After Shoretz and her friends founded Sharsheret, Shoretz served as the executive director, focusing her energies on building the organization. But after spending five years solely focused on breast cancer, she found herself ready to step back from the group’s day-to-day activities, turn over the reins to a new executive director, and return to her pre-cancer past. She began practicing law at a large firm in New York City, glad to be using her legal education and skills. She juggled long hours at the firm with parenting, watching her sons grow into their teen years, and planning their Bar Mitzvahs, the Jewish coming of age ceremony, as they neared the age of 13. Then, after 15 years of marriage, she and her husband divorced, and she adapted to life as a single mom.
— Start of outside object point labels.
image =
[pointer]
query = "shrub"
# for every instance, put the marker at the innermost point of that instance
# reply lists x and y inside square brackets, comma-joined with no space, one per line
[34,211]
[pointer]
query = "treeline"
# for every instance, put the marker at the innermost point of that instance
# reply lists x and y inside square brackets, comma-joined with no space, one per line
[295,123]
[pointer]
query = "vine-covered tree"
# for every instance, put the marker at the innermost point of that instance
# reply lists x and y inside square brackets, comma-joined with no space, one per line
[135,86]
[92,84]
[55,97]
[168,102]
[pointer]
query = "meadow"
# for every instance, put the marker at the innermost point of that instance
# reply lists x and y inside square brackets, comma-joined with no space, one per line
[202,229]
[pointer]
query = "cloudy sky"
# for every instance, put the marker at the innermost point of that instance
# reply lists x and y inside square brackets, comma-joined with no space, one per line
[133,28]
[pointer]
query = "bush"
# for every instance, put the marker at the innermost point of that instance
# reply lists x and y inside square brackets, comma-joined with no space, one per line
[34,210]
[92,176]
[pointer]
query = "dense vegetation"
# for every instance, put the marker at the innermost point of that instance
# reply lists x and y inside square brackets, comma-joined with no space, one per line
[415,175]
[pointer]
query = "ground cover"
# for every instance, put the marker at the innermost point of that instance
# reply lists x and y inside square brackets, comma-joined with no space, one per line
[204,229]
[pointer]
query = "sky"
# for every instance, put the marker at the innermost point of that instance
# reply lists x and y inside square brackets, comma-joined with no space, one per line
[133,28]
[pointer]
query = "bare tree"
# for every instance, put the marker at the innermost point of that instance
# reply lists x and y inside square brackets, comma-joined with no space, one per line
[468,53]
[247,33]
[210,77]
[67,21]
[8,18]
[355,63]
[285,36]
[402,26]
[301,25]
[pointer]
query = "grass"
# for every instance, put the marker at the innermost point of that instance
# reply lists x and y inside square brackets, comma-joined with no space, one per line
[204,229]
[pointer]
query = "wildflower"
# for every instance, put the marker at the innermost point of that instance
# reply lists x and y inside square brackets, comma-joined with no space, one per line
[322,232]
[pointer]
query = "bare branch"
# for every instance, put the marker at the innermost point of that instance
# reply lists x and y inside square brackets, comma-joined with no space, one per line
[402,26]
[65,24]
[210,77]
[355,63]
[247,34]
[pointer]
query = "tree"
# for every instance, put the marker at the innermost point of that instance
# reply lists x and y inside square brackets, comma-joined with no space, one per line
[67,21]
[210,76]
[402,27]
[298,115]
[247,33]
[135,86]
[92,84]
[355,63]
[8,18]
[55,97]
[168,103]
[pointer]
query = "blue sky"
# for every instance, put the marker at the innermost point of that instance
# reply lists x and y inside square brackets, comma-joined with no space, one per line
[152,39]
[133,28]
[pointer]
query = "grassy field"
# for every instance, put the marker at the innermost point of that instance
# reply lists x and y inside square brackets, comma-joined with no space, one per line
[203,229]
Through it all, Shoretz continued to inspire people.

“She is very able to know where to put her priorities and her energies,” says Shera Dubitsky, Sharsheret’s clinical supervisor, who provides support for women with breast cancer. “She doesn’t get into the extraneous things that most of us get caught up into. … This is a woman with vision.”

Rochelle Shoretz with her son, David. Photo by Doug Sanford

But even someone as determined and proactive as Shoretz couldn’t hold back a disease as insidious as cancer. In February 2009, Shoretz received the news she had long feared: A routine MRI came back with suspicious findings. Her breast cancer had returned.
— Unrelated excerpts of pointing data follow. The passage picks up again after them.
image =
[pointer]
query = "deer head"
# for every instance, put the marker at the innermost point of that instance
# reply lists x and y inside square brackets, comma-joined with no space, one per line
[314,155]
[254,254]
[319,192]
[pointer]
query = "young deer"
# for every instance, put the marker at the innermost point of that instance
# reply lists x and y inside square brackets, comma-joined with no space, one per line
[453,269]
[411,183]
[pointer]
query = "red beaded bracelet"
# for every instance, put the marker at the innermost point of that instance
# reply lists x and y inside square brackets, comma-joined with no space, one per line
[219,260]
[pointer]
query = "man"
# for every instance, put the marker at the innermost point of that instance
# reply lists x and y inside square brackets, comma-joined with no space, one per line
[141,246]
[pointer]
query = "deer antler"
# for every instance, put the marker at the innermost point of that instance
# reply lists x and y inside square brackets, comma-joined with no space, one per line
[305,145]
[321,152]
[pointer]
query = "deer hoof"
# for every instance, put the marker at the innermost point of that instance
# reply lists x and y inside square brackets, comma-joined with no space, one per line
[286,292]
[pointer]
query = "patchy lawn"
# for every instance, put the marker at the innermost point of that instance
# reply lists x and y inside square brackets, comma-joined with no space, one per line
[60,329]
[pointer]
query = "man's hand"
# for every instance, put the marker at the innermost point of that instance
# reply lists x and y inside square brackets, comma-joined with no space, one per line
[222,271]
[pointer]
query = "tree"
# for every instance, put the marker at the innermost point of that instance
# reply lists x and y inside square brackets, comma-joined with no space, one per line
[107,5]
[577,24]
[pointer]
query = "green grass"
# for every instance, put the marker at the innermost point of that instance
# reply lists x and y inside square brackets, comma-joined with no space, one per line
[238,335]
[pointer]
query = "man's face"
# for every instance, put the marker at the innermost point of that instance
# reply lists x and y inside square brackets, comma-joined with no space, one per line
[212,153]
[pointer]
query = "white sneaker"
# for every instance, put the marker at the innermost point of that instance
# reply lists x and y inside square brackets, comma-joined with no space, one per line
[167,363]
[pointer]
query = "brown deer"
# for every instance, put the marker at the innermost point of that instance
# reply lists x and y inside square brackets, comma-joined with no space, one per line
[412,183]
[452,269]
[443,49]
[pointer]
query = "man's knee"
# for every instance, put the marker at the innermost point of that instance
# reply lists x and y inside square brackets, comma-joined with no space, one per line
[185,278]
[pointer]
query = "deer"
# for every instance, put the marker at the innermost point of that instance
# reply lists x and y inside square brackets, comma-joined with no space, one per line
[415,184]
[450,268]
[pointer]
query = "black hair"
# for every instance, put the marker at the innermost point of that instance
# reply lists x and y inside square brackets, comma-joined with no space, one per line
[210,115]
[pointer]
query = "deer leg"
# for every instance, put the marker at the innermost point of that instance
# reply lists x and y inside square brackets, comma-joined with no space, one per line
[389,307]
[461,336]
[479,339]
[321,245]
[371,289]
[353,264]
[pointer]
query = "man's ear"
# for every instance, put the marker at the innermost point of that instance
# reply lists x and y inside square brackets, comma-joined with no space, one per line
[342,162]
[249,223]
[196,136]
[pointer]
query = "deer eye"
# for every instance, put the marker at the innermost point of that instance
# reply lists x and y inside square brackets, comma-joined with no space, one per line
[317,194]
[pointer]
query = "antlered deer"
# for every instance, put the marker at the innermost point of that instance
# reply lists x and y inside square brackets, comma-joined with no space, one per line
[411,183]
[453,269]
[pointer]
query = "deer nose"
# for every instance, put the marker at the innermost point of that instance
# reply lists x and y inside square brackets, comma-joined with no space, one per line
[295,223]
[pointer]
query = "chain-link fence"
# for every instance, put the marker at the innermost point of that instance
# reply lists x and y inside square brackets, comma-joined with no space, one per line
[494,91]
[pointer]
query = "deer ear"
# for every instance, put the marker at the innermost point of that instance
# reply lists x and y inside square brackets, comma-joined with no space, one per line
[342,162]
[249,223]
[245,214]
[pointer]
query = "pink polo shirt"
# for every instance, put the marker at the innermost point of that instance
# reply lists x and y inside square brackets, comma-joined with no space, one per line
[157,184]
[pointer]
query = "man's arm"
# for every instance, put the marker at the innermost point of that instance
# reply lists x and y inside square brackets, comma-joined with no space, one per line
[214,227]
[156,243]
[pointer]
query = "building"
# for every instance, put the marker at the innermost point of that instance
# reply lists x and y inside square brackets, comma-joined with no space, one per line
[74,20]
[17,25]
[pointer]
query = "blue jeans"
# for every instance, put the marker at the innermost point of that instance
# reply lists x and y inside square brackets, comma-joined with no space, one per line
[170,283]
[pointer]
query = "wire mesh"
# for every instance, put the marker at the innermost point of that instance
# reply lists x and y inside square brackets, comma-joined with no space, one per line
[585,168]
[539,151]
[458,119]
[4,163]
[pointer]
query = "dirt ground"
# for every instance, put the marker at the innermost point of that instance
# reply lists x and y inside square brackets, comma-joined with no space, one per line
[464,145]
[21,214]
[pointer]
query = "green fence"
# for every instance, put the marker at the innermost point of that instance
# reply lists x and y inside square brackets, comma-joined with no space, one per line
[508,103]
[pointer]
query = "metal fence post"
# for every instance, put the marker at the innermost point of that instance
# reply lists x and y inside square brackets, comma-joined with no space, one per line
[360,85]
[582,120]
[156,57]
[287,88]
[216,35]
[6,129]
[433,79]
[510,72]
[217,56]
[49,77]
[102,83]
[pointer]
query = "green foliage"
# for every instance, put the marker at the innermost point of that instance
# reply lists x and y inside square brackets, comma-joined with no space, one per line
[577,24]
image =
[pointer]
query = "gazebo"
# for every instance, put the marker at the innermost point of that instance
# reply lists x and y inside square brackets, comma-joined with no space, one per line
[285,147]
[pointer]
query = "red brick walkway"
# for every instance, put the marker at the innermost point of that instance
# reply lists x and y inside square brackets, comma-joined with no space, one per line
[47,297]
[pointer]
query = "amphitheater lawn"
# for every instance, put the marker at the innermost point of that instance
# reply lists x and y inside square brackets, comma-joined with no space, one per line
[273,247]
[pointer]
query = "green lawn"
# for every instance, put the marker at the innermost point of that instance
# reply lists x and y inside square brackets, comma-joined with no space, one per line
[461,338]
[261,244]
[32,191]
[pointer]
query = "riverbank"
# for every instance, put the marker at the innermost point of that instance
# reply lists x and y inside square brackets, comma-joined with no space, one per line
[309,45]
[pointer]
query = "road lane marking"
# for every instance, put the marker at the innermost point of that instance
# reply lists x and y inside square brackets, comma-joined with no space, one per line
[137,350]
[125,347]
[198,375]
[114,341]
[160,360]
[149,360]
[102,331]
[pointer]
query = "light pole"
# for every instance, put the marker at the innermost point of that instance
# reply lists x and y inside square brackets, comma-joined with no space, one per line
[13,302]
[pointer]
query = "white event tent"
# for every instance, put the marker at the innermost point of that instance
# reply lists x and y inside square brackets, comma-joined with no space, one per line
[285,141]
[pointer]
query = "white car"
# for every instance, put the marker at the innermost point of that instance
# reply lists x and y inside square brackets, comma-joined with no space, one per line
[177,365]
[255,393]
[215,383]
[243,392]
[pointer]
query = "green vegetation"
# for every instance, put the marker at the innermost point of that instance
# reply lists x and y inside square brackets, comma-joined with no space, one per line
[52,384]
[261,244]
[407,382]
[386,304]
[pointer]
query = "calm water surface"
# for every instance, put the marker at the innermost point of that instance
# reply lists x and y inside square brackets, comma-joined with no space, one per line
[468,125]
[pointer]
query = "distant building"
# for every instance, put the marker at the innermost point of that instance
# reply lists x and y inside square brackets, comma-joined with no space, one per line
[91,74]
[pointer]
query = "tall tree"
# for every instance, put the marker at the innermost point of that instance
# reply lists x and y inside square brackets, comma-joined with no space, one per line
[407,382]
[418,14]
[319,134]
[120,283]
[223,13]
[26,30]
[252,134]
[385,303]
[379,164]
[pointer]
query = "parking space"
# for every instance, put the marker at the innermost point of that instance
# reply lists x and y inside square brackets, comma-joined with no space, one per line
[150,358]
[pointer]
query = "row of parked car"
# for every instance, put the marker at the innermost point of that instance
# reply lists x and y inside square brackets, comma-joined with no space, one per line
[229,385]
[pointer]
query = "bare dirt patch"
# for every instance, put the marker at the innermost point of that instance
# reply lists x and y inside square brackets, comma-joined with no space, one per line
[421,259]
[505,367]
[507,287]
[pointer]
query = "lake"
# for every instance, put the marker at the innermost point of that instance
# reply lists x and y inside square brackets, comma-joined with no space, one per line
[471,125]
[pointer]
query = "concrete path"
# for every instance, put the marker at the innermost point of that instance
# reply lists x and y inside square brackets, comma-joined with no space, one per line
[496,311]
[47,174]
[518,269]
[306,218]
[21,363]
She had stage IV disease and had to learn, once again, how to live with being an active cancer patient. “Listen,” says Shoretz, “the consequences are enormous, and so it’s taken me quite some time to realize that I’m actually feeling OK.”

After learning that she had metastatic disease, Shoretz decided to take a leave of absence from the law firm. She shifted her focus to supporting cancer patients full-time, returning to Sharsheret’s helm as executive director. “At the end of the day,” she says, “I just didn’t feel that same sense of meaning and purpose in my work.” And as an active participant in Embrace, Sharsheret’s support group for women living with metastatic breast cancer, she has found, yet again, that connecting with other Jewish women provides the sustenance she needs. “I am able to benefit from the programs we created here,” she says, “and that’s been just a beautiful part of this journey.”

She also knows she still has much more to accomplish, not just in raising awareness about breast cancer among Jewish women, but about the issues facing any young woman with breast cancer. To that end, she was recently appointed to the Centers for Disease Control and Prevention’s Advisory Committee on Breast Cancer in Young Women. The group’s tasks include recommending research areas and making the public more aware that young women do indeed get breast cancer. As young women, says Shoretz, “every conference we attend, every brochure that we send out with a young woman’s picture on it, we are the changing face of breast cancer.”

Yvonne Lee was previously the senior editor of Cancer Today.